The Court went on to explain the nature of the intentional act which would give rise to an action by the client’s adversary based on his representation of the client. The Court, citing Caudle v. Betts, 512 So.2d 389 (La. 1987) noted:

The intent with which tort liability is concerned is not necessarily a hostile intent, or a desire to do any harm. Restatement (Second) of Torts, American Law Institute § 13, (comment e) (1965). Rather it is an intent to bring about a result which will invade the interests of another in a way that the law forbids.

It is noted that Justice Marcus dissented from the majority opinion stating:

I am of the opinion that no cause of action can be maintained against Connelly because an attorney owes no duty to his client’s adversary when acting in his client’s behalf. Finding such a duty would have a chilling effect on the adversarial practice of law and cause division of loyalty owed to a client.

The amicus curiae brief to the Supreme Court argues in favor of Justice Marcus’ *661view. However, since the majority opinion holds otherwise, we are constrained to follow it.

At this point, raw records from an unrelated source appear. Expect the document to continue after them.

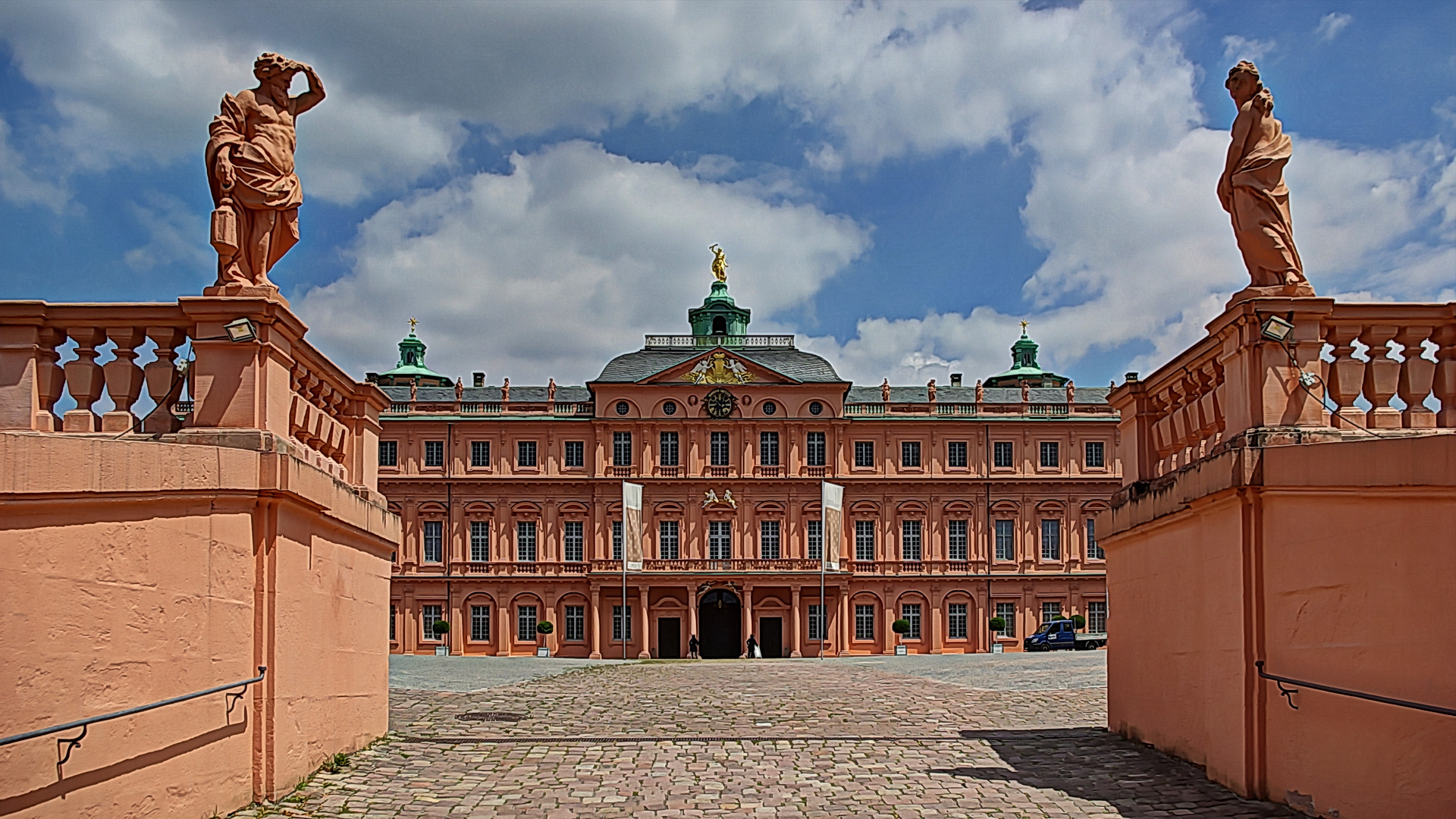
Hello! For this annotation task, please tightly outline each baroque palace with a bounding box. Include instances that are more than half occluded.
[369,277,1119,657]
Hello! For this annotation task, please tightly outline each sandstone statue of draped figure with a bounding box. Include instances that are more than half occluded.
[206,52,323,294]
[1219,60,1315,305]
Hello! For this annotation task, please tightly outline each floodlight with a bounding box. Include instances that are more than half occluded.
[223,319,258,343]
[1260,316,1294,341]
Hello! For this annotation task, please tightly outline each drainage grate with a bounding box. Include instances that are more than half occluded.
[456,711,526,723]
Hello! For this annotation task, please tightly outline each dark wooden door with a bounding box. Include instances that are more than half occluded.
[758,617,783,659]
[657,617,682,661]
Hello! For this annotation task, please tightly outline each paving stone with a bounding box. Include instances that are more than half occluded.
[233,651,1299,819]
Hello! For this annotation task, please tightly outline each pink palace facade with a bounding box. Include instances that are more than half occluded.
[369,283,1121,657]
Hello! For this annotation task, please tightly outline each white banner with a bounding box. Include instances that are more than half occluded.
[622,481,642,571]
[820,481,845,571]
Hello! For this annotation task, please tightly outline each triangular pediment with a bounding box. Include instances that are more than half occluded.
[638,347,801,386]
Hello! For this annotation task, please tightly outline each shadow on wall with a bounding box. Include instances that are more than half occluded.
[926,729,1303,819]
[0,711,247,816]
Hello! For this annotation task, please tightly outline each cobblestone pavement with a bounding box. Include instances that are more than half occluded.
[234,657,1298,819]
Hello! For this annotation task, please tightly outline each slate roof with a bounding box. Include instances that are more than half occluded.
[845,384,1111,403]
[591,347,845,381]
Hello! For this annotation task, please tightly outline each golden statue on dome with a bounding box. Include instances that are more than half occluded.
[708,242,728,283]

Accordingly, the question presented here is whether Sondes’ third party petition states a cause of action for intentional tor-tious conduct on the part of Bickford and Matthews. While it is true that the petition asserts claims for negligence and malpractice, which are not proper causes of action under these circumstances, the petition also alleges intentional acts.

Petitioners argue that the malpractice petition was filed prior to the rendition of judgment on appeal and does not state a cause of action for an intentional tort. However, Sondes alleges that “the present proceeding was instigated in bad faith; and that all defendants-in-reconvention have continued in bad faith.” The third party petition also alleges that Brickford and Matthews “have filed, and are conducting a suit which they know to be frivolous.”

The peremptory exception of no cause of action tests the legal sufficiency of the petition. For purposes of ruling on the objection, no evidence may be introduced to support or controvert the exception. The court must accept all factual allegations of the petition as true and sustain the objection only if no remedy is afforded under the allegations asserted. La.C.C.P. art. 931. Penalber v. Blount, supra. A cause of action lies in favor of a non-client against an adversary’s attorney only if the petition states a cause of action for intentional tortious conduct. In alleging that Brickford and Matthew instigated the malpractice proceeding in bad faith, continued it in bad faith and are knowingly conducting a frivolous suit, in our view, the third party petition alleges intentional tortious conduct as defined in Penalber v. Blount, supra. Therefore, it states a cause of action.1

For the forgoing reasons, we affirm the ruling of the district court, denying Brickford and Matthew’s exception of no cause of action, and remand the case for further proceedings.

AFFIRMED AND REMANDED.

. The views expressed in this opinion are in no way to be taken as a statement concerning Sondes' success at trial. The only issue before the court at this time is whether the petition, as worded, states a cause of action, not whether the allegations therein can be successfully proven at trial.